Bagi Elsa, bekerja di WVI seperti memiliki keluarga baru. Budaya kekeluargaan yang kental bahkan diterapkan juga di timnya sekarang yang berada di tingkat global. “Timku sekarang itu isinya kurang-lebih 100 orang dan dari beda-beda negara. Tapi mereka tidak membuatku merasa sendirian. Leader di tim lain juga suka nanya sama aku, apakah aku baik-baik saja, nyaman atau tidak,” kata anak muda yang termasuk Generasi Z ini. Meskipun ia adalah satu-satunya orang Indonesia di tim tersebut, Elsa langsung merasa diterima dan dihargai. 

“Wahana Visi Indonesia, dan sampai ke World Vision Global itu kekeluargaan tapi tidak toxic,” ujarnya. Bukan berarti karena merasa seperti keluarga, banyak pengecualian yang sengaja dilakukan untuk mempermudah pekerjaan. Elsa merasa justru nilai kekeluargaan ini memicu kerja sama yang solid dan menjaga profesionalitas. Setiap staf dan pemimpin malah jadi memliki rasa tanggung jawab yang tinggi untuk menyelesaikan pekerjaan sebaik-baiknya sambil saling mentransfer ilmu. 

Pelan tapi pasti, keluarga ini menjadi tempat bagi Elsa belajar bertumbuh. Elsa jadi mampu merefleksikan apakah ia sudah bertumbuh, masih bertumbuh, atau sudah berhenti bertumbuh. Baginya, pertumbuhan karir dan personal penting untuk terus terjadi. “Kalau kita terus bertumbuh, artinya kita bisa terus berkontribusi. Tapi kalau sudah tidak bertumbuh, artinya sudah tidak berguna lagi. Kalau aku merasa sudah tidak bisa bertumbuh lagi, aku harus mencari hal baru, dan WVI masih terus memnberiku hal baru, hal yang perlu dipelajari, dari setiap posisi yang pernah kujalani,” pungkasnya. 

Wahana Visi Indonesia merupakan bagian dari kemitraan World Vision sehingga memberi peluang bagi staf untuk berkembang di berbagai tingkat, mulai dari akar rumput, nasional, regional (Asia Pasifik, Afrika, Asia Timur, dan lainnya), hingga global. “It’s a great place to work karena banyak hal yang bisa dipelajari di sini. Kapan lagi bisa kerja sambil melayani, memberi kepuasan yang tak ternilai. Sekarang aku jadi tim global juga bisa eksplorasi lebih banyak peluang dan sangat banyak yang bisa dipelajari di sini. Sederhananya, kapan lagi aku bisa terhubung dengan orang di Honduras atau Burkina Faso?,” ujarnya disertai tawa. 

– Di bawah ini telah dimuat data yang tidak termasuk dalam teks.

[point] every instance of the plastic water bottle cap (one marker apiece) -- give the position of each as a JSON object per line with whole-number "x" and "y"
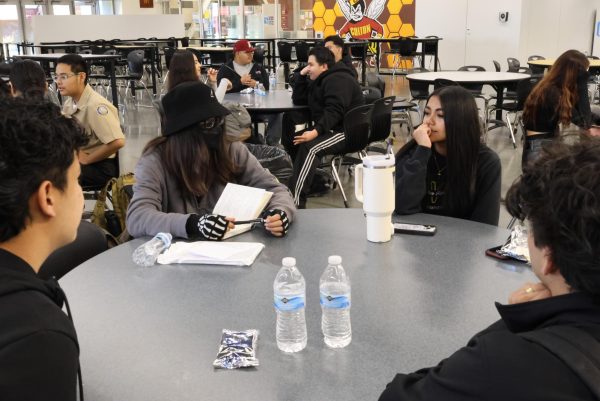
{"x": 165, "y": 238}
{"x": 288, "y": 262}
{"x": 334, "y": 260}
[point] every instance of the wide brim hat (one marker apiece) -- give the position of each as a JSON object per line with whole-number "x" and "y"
{"x": 188, "y": 104}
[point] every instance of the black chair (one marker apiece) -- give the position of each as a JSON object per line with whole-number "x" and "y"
{"x": 403, "y": 49}
{"x": 284, "y": 49}
{"x": 371, "y": 94}
{"x": 497, "y": 66}
{"x": 441, "y": 82}
{"x": 357, "y": 131}
{"x": 302, "y": 49}
{"x": 376, "y": 81}
{"x": 515, "y": 107}
{"x": 513, "y": 64}
{"x": 90, "y": 242}
{"x": 259, "y": 54}
{"x": 135, "y": 73}
{"x": 429, "y": 49}
{"x": 381, "y": 122}
{"x": 419, "y": 92}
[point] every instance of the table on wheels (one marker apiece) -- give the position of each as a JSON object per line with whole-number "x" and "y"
{"x": 497, "y": 80}
{"x": 153, "y": 333}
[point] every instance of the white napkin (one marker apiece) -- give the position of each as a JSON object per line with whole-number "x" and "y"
{"x": 212, "y": 253}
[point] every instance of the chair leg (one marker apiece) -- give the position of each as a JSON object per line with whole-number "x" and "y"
{"x": 510, "y": 130}
{"x": 336, "y": 177}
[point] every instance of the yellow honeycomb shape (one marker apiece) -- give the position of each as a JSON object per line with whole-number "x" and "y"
{"x": 394, "y": 6}
{"x": 329, "y": 17}
{"x": 407, "y": 30}
{"x": 337, "y": 10}
{"x": 319, "y": 25}
{"x": 319, "y": 9}
{"x": 394, "y": 23}
{"x": 329, "y": 30}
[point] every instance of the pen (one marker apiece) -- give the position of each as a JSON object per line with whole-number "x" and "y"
{"x": 253, "y": 221}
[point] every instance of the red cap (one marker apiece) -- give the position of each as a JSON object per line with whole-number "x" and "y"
{"x": 242, "y": 46}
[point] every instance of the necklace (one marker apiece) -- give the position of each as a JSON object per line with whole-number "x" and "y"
{"x": 437, "y": 166}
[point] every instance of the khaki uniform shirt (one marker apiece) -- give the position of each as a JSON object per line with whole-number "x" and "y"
{"x": 98, "y": 116}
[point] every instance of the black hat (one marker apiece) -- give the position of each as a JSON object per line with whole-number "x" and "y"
{"x": 189, "y": 103}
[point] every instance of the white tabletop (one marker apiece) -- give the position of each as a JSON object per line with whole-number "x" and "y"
{"x": 468, "y": 76}
{"x": 275, "y": 101}
{"x": 153, "y": 333}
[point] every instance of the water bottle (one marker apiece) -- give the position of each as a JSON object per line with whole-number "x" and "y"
{"x": 289, "y": 289}
{"x": 146, "y": 254}
{"x": 260, "y": 89}
{"x": 334, "y": 287}
{"x": 272, "y": 81}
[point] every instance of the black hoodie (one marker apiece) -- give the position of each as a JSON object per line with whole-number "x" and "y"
{"x": 329, "y": 97}
{"x": 38, "y": 345}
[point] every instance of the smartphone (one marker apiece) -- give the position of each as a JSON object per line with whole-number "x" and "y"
{"x": 416, "y": 229}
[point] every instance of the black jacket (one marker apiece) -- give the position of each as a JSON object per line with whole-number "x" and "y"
{"x": 412, "y": 164}
{"x": 257, "y": 72}
{"x": 329, "y": 97}
{"x": 498, "y": 364}
{"x": 38, "y": 345}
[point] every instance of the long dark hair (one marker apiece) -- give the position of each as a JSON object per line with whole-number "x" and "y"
{"x": 195, "y": 166}
{"x": 181, "y": 69}
{"x": 463, "y": 141}
{"x": 563, "y": 75}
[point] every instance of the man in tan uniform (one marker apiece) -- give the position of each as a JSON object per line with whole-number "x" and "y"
{"x": 98, "y": 116}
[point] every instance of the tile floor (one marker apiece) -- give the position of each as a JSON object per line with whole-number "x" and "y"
{"x": 142, "y": 124}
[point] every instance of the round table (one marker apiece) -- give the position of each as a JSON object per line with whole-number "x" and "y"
{"x": 497, "y": 80}
{"x": 153, "y": 333}
{"x": 275, "y": 101}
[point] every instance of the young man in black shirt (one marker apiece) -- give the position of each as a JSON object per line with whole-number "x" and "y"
{"x": 40, "y": 209}
{"x": 330, "y": 91}
{"x": 558, "y": 195}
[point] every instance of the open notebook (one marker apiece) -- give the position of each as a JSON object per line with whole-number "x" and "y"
{"x": 243, "y": 203}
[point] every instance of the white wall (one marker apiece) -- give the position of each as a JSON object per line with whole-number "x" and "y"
{"x": 557, "y": 26}
{"x": 58, "y": 28}
{"x": 473, "y": 34}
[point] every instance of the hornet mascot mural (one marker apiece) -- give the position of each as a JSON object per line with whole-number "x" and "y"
{"x": 361, "y": 24}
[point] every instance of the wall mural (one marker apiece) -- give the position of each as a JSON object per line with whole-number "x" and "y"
{"x": 363, "y": 19}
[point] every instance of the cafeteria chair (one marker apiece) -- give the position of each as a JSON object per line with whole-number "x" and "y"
{"x": 134, "y": 75}
{"x": 90, "y": 241}
{"x": 403, "y": 50}
{"x": 302, "y": 50}
{"x": 284, "y": 50}
{"x": 419, "y": 93}
{"x": 514, "y": 107}
{"x": 357, "y": 130}
{"x": 428, "y": 49}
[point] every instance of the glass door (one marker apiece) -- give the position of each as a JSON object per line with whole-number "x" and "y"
{"x": 61, "y": 7}
{"x": 11, "y": 29}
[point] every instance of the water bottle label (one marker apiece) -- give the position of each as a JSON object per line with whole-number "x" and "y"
{"x": 288, "y": 304}
{"x": 339, "y": 302}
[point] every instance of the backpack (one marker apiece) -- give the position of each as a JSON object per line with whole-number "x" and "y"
{"x": 237, "y": 124}
{"x": 119, "y": 191}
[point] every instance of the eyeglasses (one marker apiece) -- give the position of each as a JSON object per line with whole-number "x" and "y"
{"x": 64, "y": 77}
{"x": 211, "y": 123}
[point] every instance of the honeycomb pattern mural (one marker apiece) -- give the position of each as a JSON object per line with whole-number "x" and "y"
{"x": 377, "y": 18}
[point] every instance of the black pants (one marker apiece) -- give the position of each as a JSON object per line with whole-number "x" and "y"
{"x": 97, "y": 174}
{"x": 307, "y": 157}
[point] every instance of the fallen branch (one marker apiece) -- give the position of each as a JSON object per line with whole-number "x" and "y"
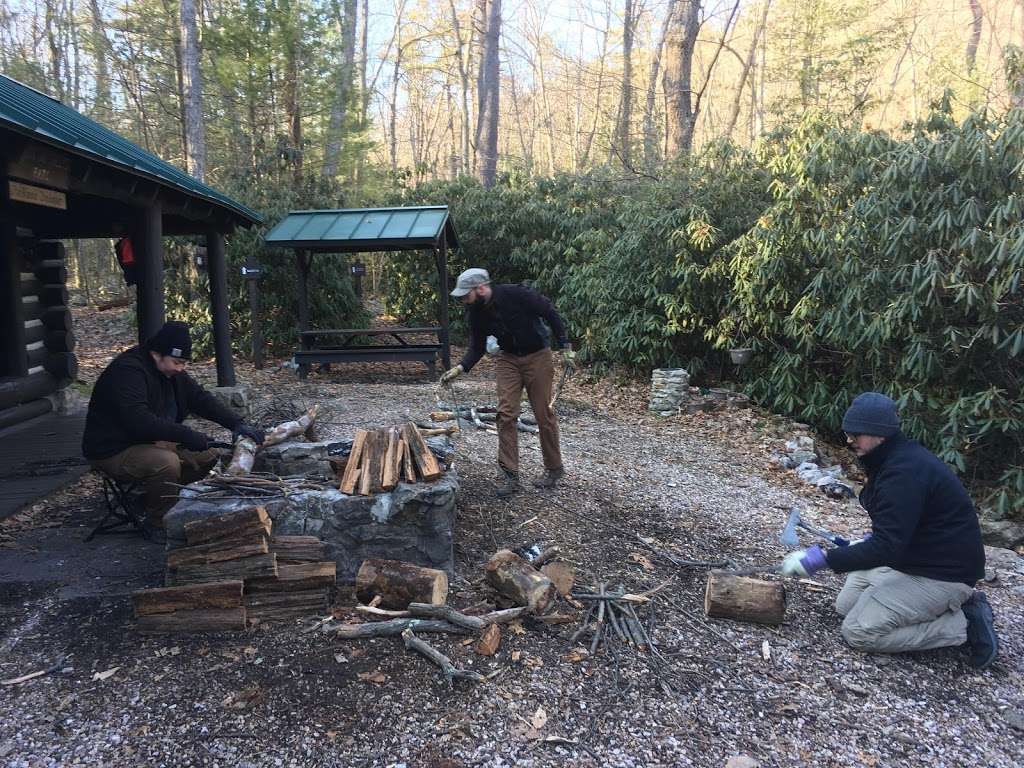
{"x": 451, "y": 671}
{"x": 395, "y": 627}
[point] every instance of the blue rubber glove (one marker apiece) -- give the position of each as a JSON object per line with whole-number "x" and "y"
{"x": 804, "y": 562}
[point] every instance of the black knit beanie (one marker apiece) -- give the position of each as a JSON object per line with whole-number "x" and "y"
{"x": 173, "y": 340}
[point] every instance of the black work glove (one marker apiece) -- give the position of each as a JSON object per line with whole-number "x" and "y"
{"x": 255, "y": 434}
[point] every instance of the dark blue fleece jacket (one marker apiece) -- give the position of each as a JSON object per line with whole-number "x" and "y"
{"x": 923, "y": 521}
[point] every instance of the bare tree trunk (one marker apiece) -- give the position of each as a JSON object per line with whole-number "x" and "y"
{"x": 748, "y": 66}
{"x": 650, "y": 140}
{"x": 192, "y": 86}
{"x": 463, "y": 53}
{"x": 347, "y": 23}
{"x": 103, "y": 102}
{"x": 489, "y": 79}
{"x": 626, "y": 104}
{"x": 680, "y": 42}
{"x": 972, "y": 43}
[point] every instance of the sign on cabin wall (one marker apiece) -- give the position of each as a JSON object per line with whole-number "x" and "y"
{"x": 37, "y": 196}
{"x": 41, "y": 166}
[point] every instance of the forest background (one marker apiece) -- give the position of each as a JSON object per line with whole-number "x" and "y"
{"x": 836, "y": 183}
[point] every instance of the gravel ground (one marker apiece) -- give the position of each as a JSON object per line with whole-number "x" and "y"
{"x": 696, "y": 486}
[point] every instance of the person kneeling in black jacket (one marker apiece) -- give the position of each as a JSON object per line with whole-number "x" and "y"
{"x": 134, "y": 430}
{"x": 910, "y": 583}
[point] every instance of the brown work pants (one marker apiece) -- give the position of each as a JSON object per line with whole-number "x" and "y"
{"x": 536, "y": 374}
{"x": 160, "y": 467}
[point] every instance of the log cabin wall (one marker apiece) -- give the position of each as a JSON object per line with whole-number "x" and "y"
{"x": 39, "y": 355}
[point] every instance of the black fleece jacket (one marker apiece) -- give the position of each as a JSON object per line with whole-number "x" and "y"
{"x": 134, "y": 403}
{"x": 923, "y": 521}
{"x": 513, "y": 316}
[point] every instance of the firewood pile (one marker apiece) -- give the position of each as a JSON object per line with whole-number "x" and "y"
{"x": 380, "y": 459}
{"x": 233, "y": 572}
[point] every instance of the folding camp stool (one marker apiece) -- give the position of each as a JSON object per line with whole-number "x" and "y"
{"x": 125, "y": 510}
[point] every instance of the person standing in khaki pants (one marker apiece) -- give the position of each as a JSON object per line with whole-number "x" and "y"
{"x": 910, "y": 583}
{"x": 513, "y": 314}
{"x": 133, "y": 429}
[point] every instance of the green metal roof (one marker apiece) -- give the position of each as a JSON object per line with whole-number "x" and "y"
{"x": 350, "y": 229}
{"x": 44, "y": 119}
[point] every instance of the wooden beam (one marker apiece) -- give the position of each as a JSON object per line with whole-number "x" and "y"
{"x": 443, "y": 299}
{"x": 217, "y": 269}
{"x": 148, "y": 244}
{"x": 12, "y": 359}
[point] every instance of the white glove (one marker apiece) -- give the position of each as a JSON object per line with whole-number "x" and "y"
{"x": 452, "y": 374}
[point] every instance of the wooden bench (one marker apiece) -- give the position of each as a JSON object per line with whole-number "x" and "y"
{"x": 314, "y": 350}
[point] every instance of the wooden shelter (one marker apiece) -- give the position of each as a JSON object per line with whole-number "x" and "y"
{"x": 368, "y": 229}
{"x": 65, "y": 176}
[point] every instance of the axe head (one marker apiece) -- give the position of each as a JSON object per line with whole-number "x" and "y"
{"x": 788, "y": 536}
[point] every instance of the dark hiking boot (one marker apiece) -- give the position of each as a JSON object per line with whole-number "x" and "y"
{"x": 509, "y": 484}
{"x": 981, "y": 638}
{"x": 550, "y": 478}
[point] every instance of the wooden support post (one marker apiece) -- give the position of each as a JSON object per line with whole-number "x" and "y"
{"x": 303, "y": 259}
{"x": 12, "y": 358}
{"x": 255, "y": 329}
{"x": 217, "y": 270}
{"x": 443, "y": 297}
{"x": 150, "y": 292}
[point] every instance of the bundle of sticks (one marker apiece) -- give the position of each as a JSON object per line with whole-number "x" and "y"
{"x": 613, "y": 614}
{"x": 380, "y": 459}
{"x": 483, "y": 417}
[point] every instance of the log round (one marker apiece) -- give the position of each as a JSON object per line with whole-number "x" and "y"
{"x": 26, "y": 411}
{"x": 15, "y": 391}
{"x": 398, "y": 584}
{"x": 519, "y": 581}
{"x": 744, "y": 599}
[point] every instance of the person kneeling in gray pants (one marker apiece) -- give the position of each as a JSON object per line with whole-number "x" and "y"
{"x": 910, "y": 583}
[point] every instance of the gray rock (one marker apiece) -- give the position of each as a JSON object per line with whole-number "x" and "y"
{"x": 1005, "y": 534}
{"x": 1015, "y": 719}
{"x": 1005, "y": 559}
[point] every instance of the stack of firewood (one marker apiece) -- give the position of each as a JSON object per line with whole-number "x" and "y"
{"x": 233, "y": 571}
{"x": 380, "y": 459}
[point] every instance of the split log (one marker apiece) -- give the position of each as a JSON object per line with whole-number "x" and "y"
{"x": 292, "y": 549}
{"x": 519, "y": 581}
{"x": 193, "y": 597}
{"x": 278, "y": 606}
{"x": 399, "y": 584}
{"x": 241, "y": 524}
{"x": 451, "y": 671}
{"x": 744, "y": 599}
{"x": 407, "y": 461}
{"x": 373, "y": 456}
{"x": 354, "y": 459}
{"x": 395, "y": 627}
{"x": 222, "y": 620}
{"x": 426, "y": 462}
{"x": 297, "y": 578}
{"x": 216, "y": 552}
{"x": 259, "y": 566}
{"x": 389, "y": 470}
{"x": 289, "y": 429}
{"x": 243, "y": 459}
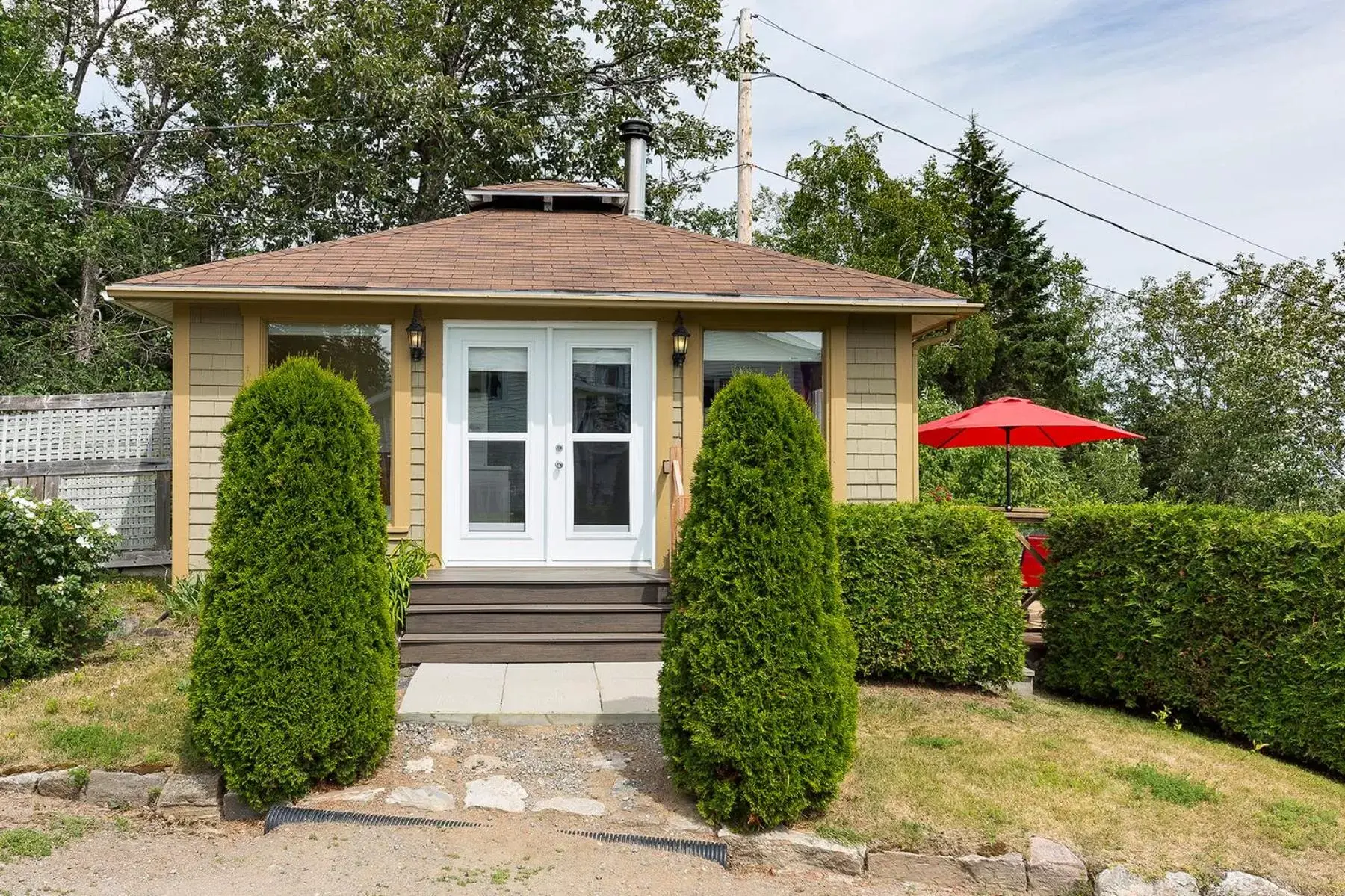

Sambil menikmati pekerjaan sehari-harinya saat ini, Elsa juga tetap menantikan kesempatan bisa menjadi staf lapangan di WVI maupun di World Vision Global Center. Isu kemiskinan di Indonesia dan dunia sangat menarik perhatian Elsa. Ia merasa WVI memiliki pendekatan unik untuk menguragi kemiskinan secara berkelanjutan dan ia ingin turut andil dalam hal ini. “Sudah banyak yang WVI lakukan sampai sekarang, tapi masih ada lebih banyak lagi anak-anak yang membutuhkan kehadiran kita. Jadi buatku sekarang, I’m up for anything as long as it gives more impact, more transformation,” pungkasnya.